Glass also accepts voice commands like “Ok Glass...take a picture” and takes a quick snapshot of whatever you’re looking at. You can take up to 12GB of pictures and videos on Glass, which are automatically uploaded to your Google+ account when you plug in the device to your computer. I’ve never reached the storage limits of Glass but I have run into problems when trying to rapidly take multiple pictures in quick succession, which sometimes causes the device to freeze and shut down. That’s another bug I hope will be fixed.
Using Glass for Reflective Practice
I was excited about getting a hold of Glass, but unsure how I would use it as a meaningful tool and not just a fun new toy. I asked students around the world, who suggested activities like recording a school day to “show people what we do,” wearing Glass on the swings or in the garden to document hands-on activities, and using it to teach someone how to ride a bike.
The ability to be hands-free has been a huge asset in the classroom as I can capture the work we are doing and my own teaching without having to stop and stand behind a camera or my phone. I started to see the potential for seamless documentation where I could reach up and tap the camera button to snap a photo or start a video while talking or even showing the kids something with my hands.
At first, Glass was a distraction. Students would stop their work and run over to ask questions and try to touch it. But over time, they grew accustomed to the device and Glass simply became just another accessory to my outfit. I began to use Glass to document a range of activities from a student field trip to projects like making a silent movie. I’ve also used it as a way to record and observe my own teaching practices. For lessons that I teach multiple times, I have been able to review my Glass recordings and then adjust how I teach them with the next group.

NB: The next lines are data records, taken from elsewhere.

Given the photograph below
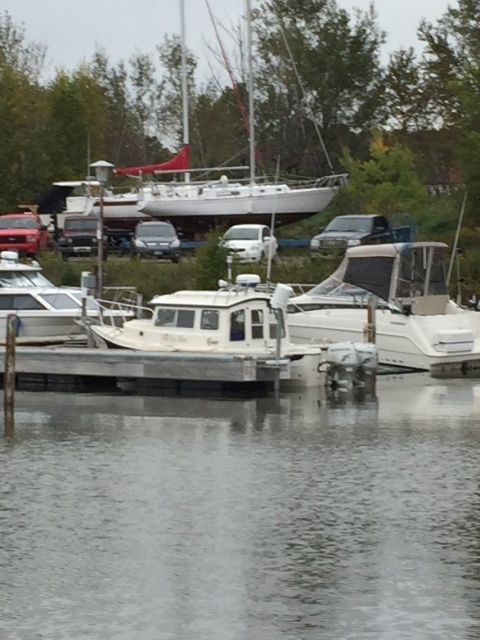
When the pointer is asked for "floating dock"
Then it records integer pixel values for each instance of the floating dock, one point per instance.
(82, 368)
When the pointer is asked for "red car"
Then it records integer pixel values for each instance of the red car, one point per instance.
(23, 232)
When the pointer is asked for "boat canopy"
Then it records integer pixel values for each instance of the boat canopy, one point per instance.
(179, 162)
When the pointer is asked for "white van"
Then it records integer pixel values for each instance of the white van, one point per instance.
(250, 242)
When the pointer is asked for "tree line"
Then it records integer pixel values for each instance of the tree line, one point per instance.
(324, 103)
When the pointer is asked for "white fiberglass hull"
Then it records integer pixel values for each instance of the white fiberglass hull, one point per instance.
(406, 341)
(294, 202)
(41, 325)
(306, 361)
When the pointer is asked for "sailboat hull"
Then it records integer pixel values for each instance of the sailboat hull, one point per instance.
(230, 208)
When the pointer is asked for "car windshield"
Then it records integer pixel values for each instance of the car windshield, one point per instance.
(80, 225)
(17, 223)
(155, 231)
(242, 234)
(348, 224)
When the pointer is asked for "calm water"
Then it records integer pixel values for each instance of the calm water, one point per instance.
(148, 519)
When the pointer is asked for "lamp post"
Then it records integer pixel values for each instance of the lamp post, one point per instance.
(102, 168)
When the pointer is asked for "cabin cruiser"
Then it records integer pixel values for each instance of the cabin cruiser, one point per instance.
(415, 323)
(238, 320)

One example is our first grade keyboard project, where each student typed a key in Microsoft Word, printed it out, and assembled them as a group into a full keyboard. I used Glass to help me capture and later observe which students struggled with inserting a shape or changing the font size and I changed my instructional language to be more specific or to add more details. I documented students cutting out the numbers and letters and attaching them to plastic containers that would make up the keys.
Watching the Glass videos, I saw that it was hard for students to wait for their turn to put their key up on the bulletin board so I added more questions about where certain keys were located or how to make certain symbols (e.g., shift + 1 makes “!”) to keep everyone engaged while we worked.

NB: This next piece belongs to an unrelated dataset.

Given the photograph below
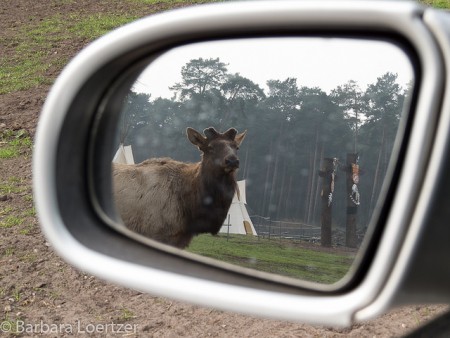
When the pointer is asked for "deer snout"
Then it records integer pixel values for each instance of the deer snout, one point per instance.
(232, 162)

This is just one example of how Glass can document student activities and interactions that can be easy to miss in a bustling classroom.
How My Students Use Glass
My experiences using Glass as a documentation tool led me to wonder how students could use it to capture their learning and share their unique first-person perspectives that we might not see.

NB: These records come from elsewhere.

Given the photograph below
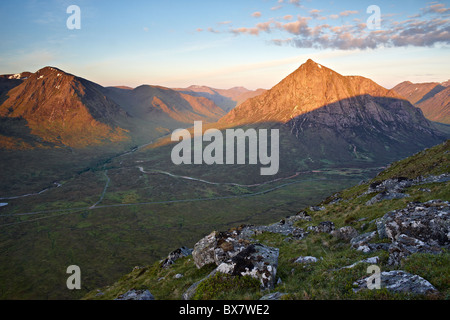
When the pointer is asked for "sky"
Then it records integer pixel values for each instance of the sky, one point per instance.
(226, 43)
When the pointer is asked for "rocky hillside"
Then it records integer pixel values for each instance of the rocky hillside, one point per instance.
(62, 110)
(338, 119)
(398, 222)
(432, 98)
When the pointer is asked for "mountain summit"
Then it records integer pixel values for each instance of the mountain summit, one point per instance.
(63, 109)
(339, 118)
(309, 88)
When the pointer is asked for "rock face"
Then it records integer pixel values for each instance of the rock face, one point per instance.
(136, 295)
(432, 98)
(218, 247)
(339, 118)
(175, 255)
(63, 109)
(421, 227)
(257, 261)
(323, 227)
(345, 233)
(400, 282)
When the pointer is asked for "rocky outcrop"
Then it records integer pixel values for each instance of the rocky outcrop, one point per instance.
(345, 233)
(136, 295)
(399, 281)
(394, 188)
(420, 227)
(256, 260)
(175, 255)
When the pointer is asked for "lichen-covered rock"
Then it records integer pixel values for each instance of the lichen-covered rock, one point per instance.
(306, 260)
(218, 247)
(362, 240)
(203, 252)
(345, 233)
(399, 281)
(273, 296)
(323, 227)
(257, 261)
(386, 195)
(175, 255)
(420, 227)
(136, 295)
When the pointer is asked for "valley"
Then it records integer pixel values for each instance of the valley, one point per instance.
(88, 178)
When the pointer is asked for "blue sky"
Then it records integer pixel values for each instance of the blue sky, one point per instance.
(251, 43)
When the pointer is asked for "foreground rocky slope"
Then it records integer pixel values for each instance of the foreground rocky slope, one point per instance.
(399, 222)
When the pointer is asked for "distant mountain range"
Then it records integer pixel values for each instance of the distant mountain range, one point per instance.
(339, 118)
(52, 108)
(328, 117)
(432, 98)
(227, 99)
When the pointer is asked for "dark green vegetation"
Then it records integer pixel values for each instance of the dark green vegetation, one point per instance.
(324, 279)
(141, 217)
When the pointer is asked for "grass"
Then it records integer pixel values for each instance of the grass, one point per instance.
(108, 242)
(326, 279)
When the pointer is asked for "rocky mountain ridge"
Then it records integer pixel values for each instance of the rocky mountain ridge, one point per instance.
(432, 98)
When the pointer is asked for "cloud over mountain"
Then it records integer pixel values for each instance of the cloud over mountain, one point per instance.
(311, 32)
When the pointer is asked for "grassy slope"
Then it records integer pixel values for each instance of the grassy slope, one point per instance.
(319, 281)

I began letting students wear Glass during activities like painting in the style of Picasso or building a tipi, which has allowed me a peek into their motor skills and creativity processes from their perspective. We also brought Glass on a field trip to the farm where they captured photos and videos of their experiences. Afterwards, we discussed how they had officially become “Documenters” to remember what they learned and to share their projects with other students--some as far away as Singapore!
We also talked about how we could use their photos and videos to teach others how to do things (e.g., make a pumpkin or pet a rooster), share what our classrooms look like, and even help teachers better re-configure classroom layout. (It’s amazing how things look different from the eyes of a four-foot child.)
These are just a few ways that Glass can be used--and there will be countless more as the tool becomes more widely available. After using it for five months, I’ve already seen its potential as a tool that allows both young children and teachers to seamlessly document their learning and discovery in the classroom.